How do you debug such an environment? I have access to the build machine (as sudo) and to the central repository, but I do not know how to start, what to prove, where to look. So what is your experience, what are the tips and tricks you would like to share?
Here are a few things I have done up to now. If you have additional advice, you are welcome!
I suspected the chain of repositories to be the source of evil, so I addressed that first. The reasons are:
The real build on the local machine (of a hello world program) may differ in milliseconds, but not minutes.
Network makes a difference, so attack that first.
The chain of repository is interesting, if something is not found locally. Here are the steps to ensure that that is the case:
For Maven, delete the contents of the local cache. If the local cache is filled, you don't know if a resource if found in the local cache or elsewhere. (Do that at least at the end, if everything else is working again.)
For Artifactory, find that cache as well, and clean it by deleting its contents. It is only a cache, so it will be filled a new.
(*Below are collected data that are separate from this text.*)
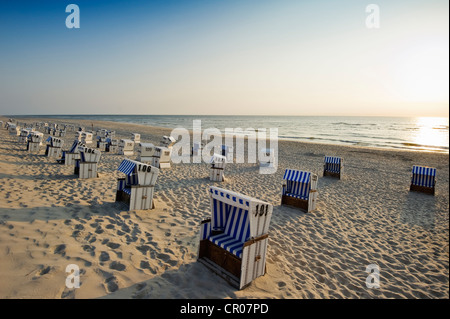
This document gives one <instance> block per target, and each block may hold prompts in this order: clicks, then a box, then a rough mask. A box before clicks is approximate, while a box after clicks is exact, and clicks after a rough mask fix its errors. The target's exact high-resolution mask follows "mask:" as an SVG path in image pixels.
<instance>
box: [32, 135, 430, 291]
mask: <svg viewBox="0 0 450 319" xmlns="http://www.w3.org/2000/svg"><path fill="white" fill-rule="evenodd" d="M29 134H30V135H29V136H28V139H29V140H28V146H27V147H29V148H33V147H34V146H32V144H33V143H38V144H39V143H42V134H37V133H32V132H30V133H29ZM105 138H106V137H105ZM174 142H175V140H174V139H173V138H172V137H166V136H165V137H163V140H162V141H161V146H159V147H156V146H154V145H153V144H150V143H141V150H140V152H139V155H138V160H136V161H135V160H131V159H127V158H125V159H123V161H122V162H121V163H120V165H119V167H118V171H119V172H121V173H123V174H124V177H120V178H118V180H117V190H116V201H117V202H125V203H126V204H127V205H128V210H147V209H153V208H154V207H155V205H154V202H153V195H154V187H155V185H156V181H157V178H158V175H159V172H160V171H159V168H160V167H157V166H158V164H159V166H161V163H160V162H159V163H158V161H155V160H153V158H154V157H156V154H161V153H163V152H164V151H167V150H169V154H166V155H168V156H169V161H170V150H171V147H172V145H173V144H174ZM62 146H63V141H62V140H61V139H59V138H57V137H54V136H49V138H48V139H47V148H46V153H47V154H54V153H58V152H61V153H62V158H61V160H60V161H61V162H64V163H65V164H66V165H75V172H77V171H78V174H79V176H80V178H90V177H94V175H96V174H97V173H96V171H97V168H96V165H97V164H98V161H99V159H100V156H101V152H100V151H99V150H98V149H93V148H88V147H86V146H85V144H84V143H83V142H82V141H79V140H75V141H74V143H73V145H72V147H71V148H70V149H69V150H68V151H61V147H62ZM198 149H200V147H197V148H196V149H194V147H193V149H192V154H195V152H198ZM223 150H224V152H223V153H221V154H214V156H213V157H212V159H211V163H210V164H211V176H210V179H211V180H212V181H223V179H224V175H223V170H224V168H225V164H226V162H227V156H228V154H229V153H227V151H226V148H223ZM264 151H265V152H267V154H270V153H271V152H272V151H271V150H264ZM264 164H265V165H267V164H270V160H269V163H267V162H266V163H264ZM343 168H344V165H343V159H342V158H340V157H332V156H325V158H324V162H323V176H332V177H336V178H339V179H341V178H342V177H343ZM82 176H83V177H82ZM95 177H96V176H95ZM317 184H318V176H317V175H316V174H313V173H312V172H306V171H301V170H297V169H286V170H285V172H284V175H283V183H282V187H281V189H282V191H281V204H283V205H289V206H292V207H296V208H299V209H301V210H303V211H305V212H311V211H313V210H314V209H315V208H316V201H317V196H318V195H317V194H318V191H317ZM435 184H436V169H435V168H429V167H423V166H413V169H412V177H411V185H410V190H411V191H421V192H425V193H429V194H434V189H435ZM209 200H210V212H211V216H210V217H209V218H207V219H205V220H203V221H202V222H201V224H200V242H199V251H198V261H199V262H200V263H202V264H204V265H205V266H206V267H207V268H209V269H210V270H211V271H213V272H215V273H216V274H218V275H219V276H221V277H222V278H224V279H225V280H226V281H227V282H229V283H230V284H231V285H232V286H234V287H236V288H237V289H244V288H245V287H247V286H248V285H249V284H250V283H251V282H252V281H253V280H254V279H256V278H258V277H260V276H263V275H264V274H265V273H266V255H267V247H268V238H269V226H270V221H271V217H272V213H273V205H271V204H269V203H267V202H264V201H261V200H258V199H256V198H252V197H249V196H246V195H243V194H240V193H236V192H233V191H230V190H226V189H223V188H219V187H216V186H210V188H209Z"/></svg>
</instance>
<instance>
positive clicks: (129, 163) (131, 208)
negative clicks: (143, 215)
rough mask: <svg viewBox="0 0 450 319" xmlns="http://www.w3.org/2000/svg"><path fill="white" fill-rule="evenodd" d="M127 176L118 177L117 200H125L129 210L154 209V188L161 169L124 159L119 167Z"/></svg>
mask: <svg viewBox="0 0 450 319" xmlns="http://www.w3.org/2000/svg"><path fill="white" fill-rule="evenodd" d="M117 170H118V171H119V172H122V173H124V174H125V178H119V179H117V191H116V202H125V203H127V204H128V209H129V210H143V209H153V208H155V205H154V203H153V194H154V188H155V185H156V180H157V178H158V174H159V169H158V168H156V167H154V166H151V165H148V164H145V163H141V162H138V161H132V160H129V159H124V160H123V161H122V162H121V163H120V165H119V167H118V169H117Z"/></svg>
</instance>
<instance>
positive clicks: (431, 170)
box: [409, 165, 436, 195]
mask: <svg viewBox="0 0 450 319" xmlns="http://www.w3.org/2000/svg"><path fill="white" fill-rule="evenodd" d="M411 175H412V176H411V184H410V187H409V190H410V191H416V192H422V193H426V194H431V195H434V194H435V186H436V168H433V167H428V166H418V165H414V166H413V168H412V172H411Z"/></svg>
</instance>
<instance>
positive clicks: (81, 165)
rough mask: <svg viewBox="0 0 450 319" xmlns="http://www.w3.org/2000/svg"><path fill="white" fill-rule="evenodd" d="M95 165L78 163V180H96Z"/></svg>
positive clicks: (96, 177)
mask: <svg viewBox="0 0 450 319" xmlns="http://www.w3.org/2000/svg"><path fill="white" fill-rule="evenodd" d="M97 177H98V173H97V163H96V162H94V163H90V162H84V163H80V167H78V178H81V179H86V178H97Z"/></svg>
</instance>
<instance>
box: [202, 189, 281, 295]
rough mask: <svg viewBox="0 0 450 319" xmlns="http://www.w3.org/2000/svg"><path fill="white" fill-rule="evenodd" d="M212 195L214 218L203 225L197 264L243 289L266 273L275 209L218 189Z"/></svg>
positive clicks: (258, 202) (229, 192)
mask: <svg viewBox="0 0 450 319" xmlns="http://www.w3.org/2000/svg"><path fill="white" fill-rule="evenodd" d="M209 193H210V203H211V218H210V219H207V220H204V221H202V223H201V227H200V246H199V257H198V260H199V261H200V262H201V263H203V264H204V265H205V266H207V267H208V268H209V269H211V270H212V271H214V272H215V273H217V274H218V275H220V276H221V277H223V278H224V279H225V280H227V281H228V282H229V283H230V284H231V285H232V286H234V287H236V288H238V289H243V288H245V287H246V286H248V285H249V284H250V283H251V282H252V281H253V280H254V279H256V278H258V277H259V276H263V275H264V274H265V273H266V253H267V243H268V237H269V225H270V220H271V217H272V211H273V206H272V205H271V204H269V203H266V202H263V201H260V200H257V199H255V198H251V197H248V196H245V195H242V194H239V193H235V192H232V191H229V190H225V189H222V188H218V187H213V186H212V187H210V189H209Z"/></svg>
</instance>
If you use a clever browser for measuring the lookup, ensure that what you asked for is not in the cache of the browser.
Else use a tool like wget to ask for a resource.
Try to minimize the sources for failure. So try to divide the long distance of your lookup in smaller segments that you control.
Don't use Maven for doing the lookup, start first with the Artifactory repository (only), and later then with Maven.
This led to the following tests I wanted to do. Every time I ensured that the previous prerequisits were met:
Ask for https://<my-project-artifactory>/repo/<my-pom>. Expectation:
Local lookup will fail, so has to find the resource in a remote repository in the central company Artifactory.
Possible effects could come from proxy, artifactory lookup.
Result: Lookup for a simple POM needed ~ 30 seconds. That is too much.
Remove the proxy. With wget, there is an option --no-proxy which does just that. Expection:
Faster lookup.
Result: No change at all, so proxy was not the reason.
Ask for https://<my-project-artifactory>/libs-snapshots-company/<my-pom>. So change the virtual repository to a real remote repository. Expectation:
Artifactory knows where to do the lookup, so it will be much faster.
Result: POM was found immediately, so the 30 seconds are Artifactory doing lookup. But what could be the reason for that?
Removed in Artifactory all remote and virtual repositories (only left our companies ones and the cached Maven central). But use again https://<my-project-artifactory>/repo/<my-pom>. Expectation:
Artifactory will find the repository much faster.
Result: POM came in an instant, not measurable.
I was then courageous and just started the build (with empty cache locally). The build needed then 5 seconds (instead of 15 minutes the same morning).
So I think I have now better understood what can go wrong, a lot of questions are remaining. Please add your ideas as answers, you will get reputation for them!